Jawaban Ustadz Aris Munandar hafizhahullahu : Maka
itu naqs, dan itu pertanda bagian dari tidak mengamalkan ilmu. Dan tentu orang
itu bertingkat-tingkat dalam mengamalkan ilmu, tentu dia menyadari boleh jadi
di film tersebut ada kemusyrikan, ada sihir, apalagi kemudian filmnya film
kartun kartun jepang dan temen-temennya, ada kantong ajaib Doraemon, itu
kantong sihir.
Maka
tentu banyak kemungkaran, gambar perempuan, dan adegan-adegan yang lainnya. Dan
itu semestinya jika sudah rajin ngaji, banyak ngaji, tentu tau hal itu. Maka
hal ini menujukan bahwasanya tidak semua ilmu itu nafi’. Nafi’ itu, ilmu yang membuahkan amal, jika
tidak membuahkan amal maka ilmunya tidak bermanfaat. Dan tentu Nabi mengajari
kita untuk berlindung kepada Allah dari ilmu yang tidak bermanfaat dan jiwa
yang tidak pernah meras puas dengan hal yang halal.

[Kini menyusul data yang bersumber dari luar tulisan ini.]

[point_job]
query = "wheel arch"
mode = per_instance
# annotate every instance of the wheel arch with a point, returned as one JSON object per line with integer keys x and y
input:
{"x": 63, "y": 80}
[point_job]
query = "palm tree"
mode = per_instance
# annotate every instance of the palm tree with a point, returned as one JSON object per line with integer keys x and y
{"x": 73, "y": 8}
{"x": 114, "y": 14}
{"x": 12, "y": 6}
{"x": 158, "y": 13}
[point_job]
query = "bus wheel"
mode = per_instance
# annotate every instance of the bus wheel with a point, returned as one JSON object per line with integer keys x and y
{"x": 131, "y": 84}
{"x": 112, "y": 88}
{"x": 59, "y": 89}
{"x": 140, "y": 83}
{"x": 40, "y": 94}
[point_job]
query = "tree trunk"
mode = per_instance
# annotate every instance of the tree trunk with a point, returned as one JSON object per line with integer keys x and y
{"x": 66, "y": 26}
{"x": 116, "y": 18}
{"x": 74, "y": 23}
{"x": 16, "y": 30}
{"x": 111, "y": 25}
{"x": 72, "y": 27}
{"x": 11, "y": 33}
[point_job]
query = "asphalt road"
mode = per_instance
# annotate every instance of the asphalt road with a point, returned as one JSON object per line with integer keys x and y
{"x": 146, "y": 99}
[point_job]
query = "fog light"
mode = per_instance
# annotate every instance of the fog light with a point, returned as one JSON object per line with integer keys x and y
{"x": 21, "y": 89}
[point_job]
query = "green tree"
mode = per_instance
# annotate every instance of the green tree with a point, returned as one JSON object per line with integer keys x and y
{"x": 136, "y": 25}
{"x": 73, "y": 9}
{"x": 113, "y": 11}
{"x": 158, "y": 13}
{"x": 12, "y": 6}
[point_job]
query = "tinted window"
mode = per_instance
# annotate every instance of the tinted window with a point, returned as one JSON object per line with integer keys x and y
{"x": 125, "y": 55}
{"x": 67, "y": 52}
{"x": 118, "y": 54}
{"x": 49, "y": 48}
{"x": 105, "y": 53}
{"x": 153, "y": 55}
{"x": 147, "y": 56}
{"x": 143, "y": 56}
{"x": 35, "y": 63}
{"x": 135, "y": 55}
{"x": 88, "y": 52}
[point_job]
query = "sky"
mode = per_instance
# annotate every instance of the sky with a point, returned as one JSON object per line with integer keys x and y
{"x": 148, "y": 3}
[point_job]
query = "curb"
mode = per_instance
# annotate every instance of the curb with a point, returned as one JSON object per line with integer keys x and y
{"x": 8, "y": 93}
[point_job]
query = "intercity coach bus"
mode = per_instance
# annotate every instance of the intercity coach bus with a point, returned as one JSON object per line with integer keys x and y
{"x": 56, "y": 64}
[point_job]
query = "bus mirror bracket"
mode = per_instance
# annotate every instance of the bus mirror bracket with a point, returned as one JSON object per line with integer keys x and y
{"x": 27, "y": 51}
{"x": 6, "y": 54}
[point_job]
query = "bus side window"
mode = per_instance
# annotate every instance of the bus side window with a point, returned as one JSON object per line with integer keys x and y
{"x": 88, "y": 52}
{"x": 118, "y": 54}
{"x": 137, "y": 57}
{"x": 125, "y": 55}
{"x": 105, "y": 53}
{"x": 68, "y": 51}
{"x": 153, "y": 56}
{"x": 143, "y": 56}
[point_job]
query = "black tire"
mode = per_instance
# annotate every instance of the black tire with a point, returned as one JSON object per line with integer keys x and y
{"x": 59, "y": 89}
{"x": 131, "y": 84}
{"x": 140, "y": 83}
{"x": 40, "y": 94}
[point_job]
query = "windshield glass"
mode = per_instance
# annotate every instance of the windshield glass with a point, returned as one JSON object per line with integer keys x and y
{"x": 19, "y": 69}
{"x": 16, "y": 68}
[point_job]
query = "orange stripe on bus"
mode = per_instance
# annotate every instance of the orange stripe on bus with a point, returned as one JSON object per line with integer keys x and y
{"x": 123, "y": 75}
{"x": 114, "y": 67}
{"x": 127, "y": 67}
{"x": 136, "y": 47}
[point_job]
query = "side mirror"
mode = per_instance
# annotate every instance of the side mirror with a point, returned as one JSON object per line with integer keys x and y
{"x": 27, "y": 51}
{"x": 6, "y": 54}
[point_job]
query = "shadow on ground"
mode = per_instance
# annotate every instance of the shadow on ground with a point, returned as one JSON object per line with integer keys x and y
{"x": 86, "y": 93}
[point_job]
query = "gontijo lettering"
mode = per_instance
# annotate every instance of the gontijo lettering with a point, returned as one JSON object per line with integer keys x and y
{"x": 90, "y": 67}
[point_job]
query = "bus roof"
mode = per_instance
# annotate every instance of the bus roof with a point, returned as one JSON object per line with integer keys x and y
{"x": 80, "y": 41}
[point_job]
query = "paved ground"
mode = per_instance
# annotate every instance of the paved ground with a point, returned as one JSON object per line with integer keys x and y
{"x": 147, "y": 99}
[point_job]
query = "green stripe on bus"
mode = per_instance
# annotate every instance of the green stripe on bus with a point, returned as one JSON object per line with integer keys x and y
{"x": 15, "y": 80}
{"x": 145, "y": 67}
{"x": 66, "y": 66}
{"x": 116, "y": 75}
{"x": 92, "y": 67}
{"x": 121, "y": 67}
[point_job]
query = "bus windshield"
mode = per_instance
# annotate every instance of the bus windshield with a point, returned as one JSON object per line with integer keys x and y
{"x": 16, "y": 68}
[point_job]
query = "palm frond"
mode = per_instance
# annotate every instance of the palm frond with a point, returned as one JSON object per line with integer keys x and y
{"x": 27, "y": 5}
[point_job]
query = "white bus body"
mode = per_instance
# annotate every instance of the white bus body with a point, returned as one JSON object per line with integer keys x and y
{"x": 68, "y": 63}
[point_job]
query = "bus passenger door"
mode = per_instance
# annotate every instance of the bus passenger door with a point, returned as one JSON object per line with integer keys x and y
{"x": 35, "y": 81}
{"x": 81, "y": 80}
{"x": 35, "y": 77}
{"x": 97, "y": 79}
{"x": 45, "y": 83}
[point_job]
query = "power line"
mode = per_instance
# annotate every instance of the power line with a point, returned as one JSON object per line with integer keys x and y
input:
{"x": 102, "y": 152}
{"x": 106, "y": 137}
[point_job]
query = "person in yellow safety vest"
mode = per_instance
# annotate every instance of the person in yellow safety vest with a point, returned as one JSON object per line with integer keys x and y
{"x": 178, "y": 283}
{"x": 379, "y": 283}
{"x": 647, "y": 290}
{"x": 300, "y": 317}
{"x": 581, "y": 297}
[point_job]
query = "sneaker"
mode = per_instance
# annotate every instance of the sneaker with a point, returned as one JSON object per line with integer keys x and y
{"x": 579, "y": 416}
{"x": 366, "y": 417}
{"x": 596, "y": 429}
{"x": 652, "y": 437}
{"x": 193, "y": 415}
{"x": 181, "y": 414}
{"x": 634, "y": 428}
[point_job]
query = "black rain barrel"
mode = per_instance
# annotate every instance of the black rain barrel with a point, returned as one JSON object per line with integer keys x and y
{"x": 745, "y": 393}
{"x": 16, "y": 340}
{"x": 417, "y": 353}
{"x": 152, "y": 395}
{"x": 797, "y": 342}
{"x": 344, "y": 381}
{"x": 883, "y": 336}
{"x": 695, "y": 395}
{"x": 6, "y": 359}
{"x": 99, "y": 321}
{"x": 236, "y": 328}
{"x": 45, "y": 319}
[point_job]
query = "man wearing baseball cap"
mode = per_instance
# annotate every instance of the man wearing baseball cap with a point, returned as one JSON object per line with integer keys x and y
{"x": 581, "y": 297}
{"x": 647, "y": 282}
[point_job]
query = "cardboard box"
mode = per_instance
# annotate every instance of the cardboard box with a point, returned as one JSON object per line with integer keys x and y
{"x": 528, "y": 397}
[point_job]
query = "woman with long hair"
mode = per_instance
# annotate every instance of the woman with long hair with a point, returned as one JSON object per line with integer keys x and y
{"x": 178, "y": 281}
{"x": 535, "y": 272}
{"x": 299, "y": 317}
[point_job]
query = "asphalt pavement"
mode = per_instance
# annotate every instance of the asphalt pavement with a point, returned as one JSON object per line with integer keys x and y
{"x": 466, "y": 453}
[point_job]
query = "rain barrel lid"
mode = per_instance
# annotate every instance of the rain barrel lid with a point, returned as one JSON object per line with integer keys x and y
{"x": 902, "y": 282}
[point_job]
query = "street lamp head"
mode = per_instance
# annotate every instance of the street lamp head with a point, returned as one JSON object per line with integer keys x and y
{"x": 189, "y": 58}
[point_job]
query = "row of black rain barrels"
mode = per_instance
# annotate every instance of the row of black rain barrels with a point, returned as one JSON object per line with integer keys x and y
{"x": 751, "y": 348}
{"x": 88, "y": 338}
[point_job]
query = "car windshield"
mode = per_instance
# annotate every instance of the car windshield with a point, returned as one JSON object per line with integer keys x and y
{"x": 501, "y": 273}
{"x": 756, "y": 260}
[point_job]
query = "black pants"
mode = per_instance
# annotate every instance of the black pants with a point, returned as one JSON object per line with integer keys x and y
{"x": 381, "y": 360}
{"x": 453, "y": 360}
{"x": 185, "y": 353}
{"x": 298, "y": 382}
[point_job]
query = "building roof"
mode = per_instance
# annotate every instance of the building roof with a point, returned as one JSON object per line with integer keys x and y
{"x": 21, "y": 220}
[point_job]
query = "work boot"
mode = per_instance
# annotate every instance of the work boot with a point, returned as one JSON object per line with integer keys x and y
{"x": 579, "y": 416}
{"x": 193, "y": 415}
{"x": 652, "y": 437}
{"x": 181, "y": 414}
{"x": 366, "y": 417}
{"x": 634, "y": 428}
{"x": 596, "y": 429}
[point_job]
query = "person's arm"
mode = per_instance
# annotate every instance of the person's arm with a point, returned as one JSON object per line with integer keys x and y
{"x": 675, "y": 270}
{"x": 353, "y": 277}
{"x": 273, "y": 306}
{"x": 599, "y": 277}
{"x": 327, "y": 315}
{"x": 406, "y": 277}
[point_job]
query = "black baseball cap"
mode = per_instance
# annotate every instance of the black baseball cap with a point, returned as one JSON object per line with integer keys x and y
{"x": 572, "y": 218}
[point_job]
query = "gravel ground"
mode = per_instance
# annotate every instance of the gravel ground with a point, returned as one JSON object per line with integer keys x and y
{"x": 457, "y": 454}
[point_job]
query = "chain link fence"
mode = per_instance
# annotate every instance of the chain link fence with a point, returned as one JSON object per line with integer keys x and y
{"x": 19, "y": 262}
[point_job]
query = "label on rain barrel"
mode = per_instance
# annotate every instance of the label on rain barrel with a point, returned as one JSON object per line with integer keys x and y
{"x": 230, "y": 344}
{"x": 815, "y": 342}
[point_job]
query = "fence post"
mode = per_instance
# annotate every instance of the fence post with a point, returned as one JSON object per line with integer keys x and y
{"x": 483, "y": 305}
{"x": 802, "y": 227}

اللَّهُمَّ إِنِّي أَعُوذُ بِكَ مِنْ عِلْمٍ لَا يَنْفَعُ، وَمِنْ قَلْبٍ لَا يَخْشَعُ، وَمِنْ نَفْسٍ لَا تَشْبَعُ، وَمِنْ دُعَاءٍ لَا يُسْمَعُ
“Ya Allah … aku berlindung kepada-Mu dari ilmu yang tidak bermanfaat, dari hati yang tidak khusyu’, dari jiwa yang tidak merasa puas, dan dari doa yang tidak didengar (tidak dikabulkan).”[1]
Kemudian kita mohon pada Allah agar diberikan ilmu yang bermanfaat.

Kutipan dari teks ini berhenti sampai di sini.